It was widely reported on Tuesday that Iranian authorities had imposed a ban on cryptocurrency mining until through March 6, in an effort to prevent energy shortages throughout the winter. It is the second such ban to be imposed this year, though questions continue to swirl about the extent of the prior ban’s enforcement, given that many of the entities responsible for both licensed and unlicensed cryptocurrency mining operations are linked to the terrorist Islamic Revolutionary Guard Corps (IRGC).
The prior ban was imposed in the wake of large-scale protests over power cuts during the summer.
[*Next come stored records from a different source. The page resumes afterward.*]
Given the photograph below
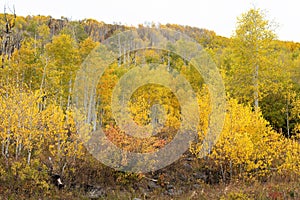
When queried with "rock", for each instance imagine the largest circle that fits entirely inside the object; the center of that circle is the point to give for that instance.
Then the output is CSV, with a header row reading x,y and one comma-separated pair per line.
x,y
173,192
183,177
96,193
168,187
188,167
152,185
The protests resulted in serious and sometimes fatal clashes between Iranian citizens and regime authorities, and helped to fuel concerns in Tehran regarding the ongoing influence of nationwide uprisings in January 2018 and November 2019. The latest ban was presumably motivated in large part by concerns over the potential for further unrest should Iranians find themselves without reliable access to home heating or light during the winter.
Cryptocurrency mining is an extremely energy-intensive process, involving the constant operation of computer servers tasked with verifying transactions via complex calculations. But given that cryptocurrency is effectively unconnected to any specific legal or financial authority, the Iranian regime seized upon it last year as a potential means of generating revenue and engaging in international exchanges without serious risks of sanctions enforcement.
Even before the government officially licensed certain cryptocurrency mining operations, the IRGC became involved in the industry as a means of expanding a financial empire that already included vast swaths of the black market and accounted for the vast majority of the country’s gross domestic product.
The illicit nature of that empire has helped the IRGC weather the effects of economic sanctions even as the national economy has deteriorated. Cryptocurrency mining and energy shortages have only exacerbated the tensions between the nation’s interests and the interests of the IRGC and other regime institutions.
Those tensions will certainly continue to grow if the new ban does not actually curtail IRGC-linked mining operations. But even if it does, there is no guarantee that Iran will be able to stave off the feared shortages this winter. This is evident from the fact that the cryptocurrency mining ban is only one of several measures the regime is undertaking in an effort to curtail consumption.
Authorities recently announced a program called “Fuel for All,” which involves the provision of 15 liters of gasoline each month at a subsidized cost of 15,000 rials for individual consumers. Under the program, additional quantities will need to be purchased at market rate, which is currently around doubt the subsidized rate.
Prior to implementation of this program, about 70 percent of Iran’s consumer gasoline was subsidized, but now that figure will be cut back to less than half of monthly consumption. According to an analysis by the National Council of Resistance of Iran, this can be expected to result in higher fuel costs for the vast majority of consumers, along with a six-fold increase in revenue for the Iranian government. At the same time, it will bring about an increase in liquidity which will help to drive already out-of-control inflation.
Similar effects can be expected from an imminent hike in the cost of electricity. Although the government currently plans to keep the existing price in place for households and businesses with moderate consumption, the state-run electricity provider will set different energy caps for different regions and charge a price 50 percent higher for those who exceed it by 1.5 times. Those who use twice the allotted amount of electricity will 1.5 times the baseline rate, or 10,000 rials instead of 4,000.
Of course, demand for fuel and electricity will be influenced by a variety of uncontrollable factors in the coming months, including the severity of winter weather and the resilience of Iran’s aging civilian infrastructure. Protests over the past year have variously highlighted flaws in that infrastructure as evidence that entities such as the IRGC are diverting national wealth away from the people’s vital needs and toward pet projects such as support for paramilitary proxies in Lebanon, Iraq, Syria, and Yemen.
If Tehran fails in its efforts to stave off new energy shortages, those talking points will no doubt resurface in new protests and may ultimately revive the explicit message of regime change that defined the uprisings of 2018 and 2019. Outstanding concerns over this prospect are apparent from an ongoing upsurge in repressive activity such as high-profile executions and the arrest or harassment of those who attend funerals for political prisoners such as Heydar Ghorbani, a member of a Kurdish dissident group executed on December 19 in spite of international outcry regarding the lack of due process and allegations of torture.